Mary: I’m excited about the Call-Push-Shock movement. And that really came about after the research that was done. We learned about the messages that resonate with the public. Jen Chap, Martha Lopez-Anderson from Parent Heart Watch, and I came up with the idea of Call-Push-Shock. You know, it really makes it easy, a succinct message you need to remember, like “Stop, Drop and Roll,” things that you learn as a kid, and you remember your whole life. So we’re hoping that Call-Push-Shock is something that will become more and more prevalent as a simple messaging device to teach the public. We’re excited, we have over 50 different groups that have joined Call-Push-Shock, including the CDC, which actually promotes it on its website. So that’s pretty rewarding!
Avive: Sudden Cardiac Arrest Foundation relies on the financial support of others and Mary welcomes anyone and everyone to help them with their mission.
Mary: If people want to help support our mission, we would welcome donations. We actually receive donations from many survivors and families, and also from people who have lost loved ones. Individual donations seem to be increasing over time because of our increased awareness. We also are looking for volunteers to help in various capacities. We welcome volunteer support.
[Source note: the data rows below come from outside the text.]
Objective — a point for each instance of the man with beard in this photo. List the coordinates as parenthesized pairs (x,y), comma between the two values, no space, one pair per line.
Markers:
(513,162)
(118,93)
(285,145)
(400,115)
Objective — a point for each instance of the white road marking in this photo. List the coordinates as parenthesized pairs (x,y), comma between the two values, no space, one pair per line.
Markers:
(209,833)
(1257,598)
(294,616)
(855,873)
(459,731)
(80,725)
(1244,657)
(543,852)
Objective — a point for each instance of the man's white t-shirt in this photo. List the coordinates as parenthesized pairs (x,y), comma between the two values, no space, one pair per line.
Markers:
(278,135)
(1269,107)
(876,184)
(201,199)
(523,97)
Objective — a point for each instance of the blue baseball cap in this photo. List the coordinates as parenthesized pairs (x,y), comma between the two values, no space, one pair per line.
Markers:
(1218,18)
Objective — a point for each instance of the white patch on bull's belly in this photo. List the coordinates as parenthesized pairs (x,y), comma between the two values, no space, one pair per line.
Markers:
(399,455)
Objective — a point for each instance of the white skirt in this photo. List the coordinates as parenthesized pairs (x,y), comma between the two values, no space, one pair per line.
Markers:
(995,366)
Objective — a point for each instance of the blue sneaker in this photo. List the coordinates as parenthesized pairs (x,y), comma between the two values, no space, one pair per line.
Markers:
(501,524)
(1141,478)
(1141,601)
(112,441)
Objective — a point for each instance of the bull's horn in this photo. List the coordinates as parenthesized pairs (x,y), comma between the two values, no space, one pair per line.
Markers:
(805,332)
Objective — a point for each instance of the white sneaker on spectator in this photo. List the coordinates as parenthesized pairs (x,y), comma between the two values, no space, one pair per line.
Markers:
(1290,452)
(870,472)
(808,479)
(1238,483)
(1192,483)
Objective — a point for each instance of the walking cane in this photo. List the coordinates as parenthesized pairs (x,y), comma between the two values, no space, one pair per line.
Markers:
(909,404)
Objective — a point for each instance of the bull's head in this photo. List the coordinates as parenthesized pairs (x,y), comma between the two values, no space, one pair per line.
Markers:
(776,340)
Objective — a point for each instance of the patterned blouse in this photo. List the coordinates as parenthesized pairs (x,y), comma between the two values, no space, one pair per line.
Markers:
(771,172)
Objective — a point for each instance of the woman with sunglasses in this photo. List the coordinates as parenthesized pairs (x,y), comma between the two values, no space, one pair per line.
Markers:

And then in terms of sponsorships, we have a number of corporate sponsors and foundations that support the mission. And most of them have been doing this consistently over the years since we started. So that’s a good sign. Financial support enables us to do the programs that we want to do to educate the public and also to help support patients and families.
Avive: Mary Newman has made great strides over the years in getting the word out about Sudden Cardiac Arrest. And occasionally she’s reminded just how much she has accomplished.
Mary: One thing that is an issue for survivors is that they don’t want to be thought of as somebody who had a heart attack, because there’s a stigma attached to it that you could have prevented your own heart attack. If you had lived a healthier lifestyle. And that’s not the case. With many survivors, that’s an issue. They want people to understand the difference because there’s really nothing they could have done to prevent their cardiac arrest, whereas with a heart attack, a healthy lifestyle can help prevent that.
Avive: The Chain of Survival is now the industry standard template used in providing critical care for out-of-hospital sudden cardiac arrest. And we have Mary Newman and a lunch meeting to thank for this.
Mary: It’s really very rewarding to see how the Chain of Survival has taken off over all these years and that it seems to make a difference as far as educating people about what to do. I have to say that my kids eventually had to learn it in school. And they’re like, “Did you really come up with that?” I’m like, “I did.” So it’s kind of nice on that front too.